Grate v Rodrigues
2020 NY Slip Op 00081 [179 AD3d 440]
January 7, 2020
Appellate Division, First Department
Published by New York State Law Reporting Bureau pursuant to Judiciary Law § 431.
As corrected through Wednesday, March 11, 2020


[*1]
 Robert Grate, Appellant,
v
Ralph Rodrigues et al., Respondents.

Law Office of Amy Posner, New York (Amy Posner of counsel), for appellant.

Picciano & Scahill, PC, Bethpage (Gerard Ferrara of counsel), for respondents.

Order, Supreme Court, Bronx County (John R. Higgitt, J.), entered September 13, 2018, which granted defendants' motion for summary judgment dismissing the complaint based on plaintiff's inability to establish that he suffered a serious injury within the meaning of Insurance Law § 5102 (d), unanimously affirmed, without costs.

Contrary to plaintiff's contention, defendants are not limited to the ground relied on by the motion court in granting summary judgment, but may advance other grounds for affirmance that were presented to the motion court (Matter of Nieves v Martinez, 285 AD2d 410 [1st Dept 2001], citing Parochial Bus Sys. v Board of Educ. of City of N.Y., 60 NY2d 539, 545 [1983]).

Defendants established prima facie that plaintiff, who was 53 years old at the time of the subject motor vehicle accident, did not sustain a serious injury to his cervical spine, lumbar spine or right knee as a result of the accident. They submitted the report of an orthopedic surgeon, who found that plaintiff had full range of motion and negative test results in his cervical spine, lumbar spine, and right knee (see Vishevnik v Bouna, 147 AD3d 657 [1st Dept 2017]). The orthopedist also opined that plaintiff's MRI reports documented preexisting degenerative conditions, and defendant's radiologist reviewed the underlying MRI films and opined that they revealed chronic degenerative conditions, including spondylosis in the spine and osteoarthritis in the knee, unrelated to trauma (see Batista v Porro, 110 AD3d 609, 609 [1st Dept 2013]). Defendants also presented evidence, notably plaintiff's deposition testimony, that plaintiff sought no further medical treatment for the claimed conditions after undergoing an arthroscopic procedure in July 2016 and had no future medical treatment scheduled, which supports the conclusion that he did not sustain a serious injury to his spine or knee.

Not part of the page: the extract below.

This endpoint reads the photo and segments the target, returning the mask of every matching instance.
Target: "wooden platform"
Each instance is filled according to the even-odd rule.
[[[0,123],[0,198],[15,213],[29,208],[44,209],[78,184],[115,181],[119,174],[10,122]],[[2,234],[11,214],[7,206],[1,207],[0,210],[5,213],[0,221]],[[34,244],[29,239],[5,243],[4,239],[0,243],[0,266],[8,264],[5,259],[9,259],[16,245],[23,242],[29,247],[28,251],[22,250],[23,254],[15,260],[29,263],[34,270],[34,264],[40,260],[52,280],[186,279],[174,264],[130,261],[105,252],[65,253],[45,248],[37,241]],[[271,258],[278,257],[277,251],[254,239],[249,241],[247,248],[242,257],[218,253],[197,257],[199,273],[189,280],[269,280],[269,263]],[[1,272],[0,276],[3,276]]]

In opposition, plaintiff failed to address the issue of causation presented by the evidence of preexisting conditions documented in his own medical records (see Hessing v Carroll, 161 AD3d 462, 463 [1st Dept 2018]; Alvarez v NYLL Mgt. Ltd., 120 AD3d 1043, 1044 [1st Dept 2014], affd 24 NY3d 1191 [2015]). Plaintiff submitted his unaffirmed MRI reports, which he was entitled to rely upon because defendants' orthopedist expressly relied upon them in reaching his conclusion that plaintiff's conditions were preexisting and degenerative in nature (Francis v Nelson, 140 AD3d 467, 468 [1st Dept 2016]). However, the MRI reports do not avail plaintiff. While they show herniated and bulging discs in the spine and meniscal tears in the knee, they also reflect degenerative conditions, as noted by defendant's orthopedist. Plaintiff's doctors acknowledged that degeneration was likely in a person of plaintiff's age, but they provided only conclusory opinions that the accident caused or aggravated the preexisting conditions, without addressing the particular conditions identified in plaintiff's own records, and they offered no objective basis, only the history provided by plaintiff, for concluding that those conditions were not the cause of the claimed injuries (see Sosa-Sanchez v Reyes, 162 AD3d 414, 415 [1st Dept 2018]; Marino v Amoah, 143 AD3d 541, 541 [1st Dept 2016]; Farmer v Ventkate Inc., 117 AD3d 562 [1st Dept 2014]). Concur—Friedman, J.P., Webber, Singh, Moulton, JJ.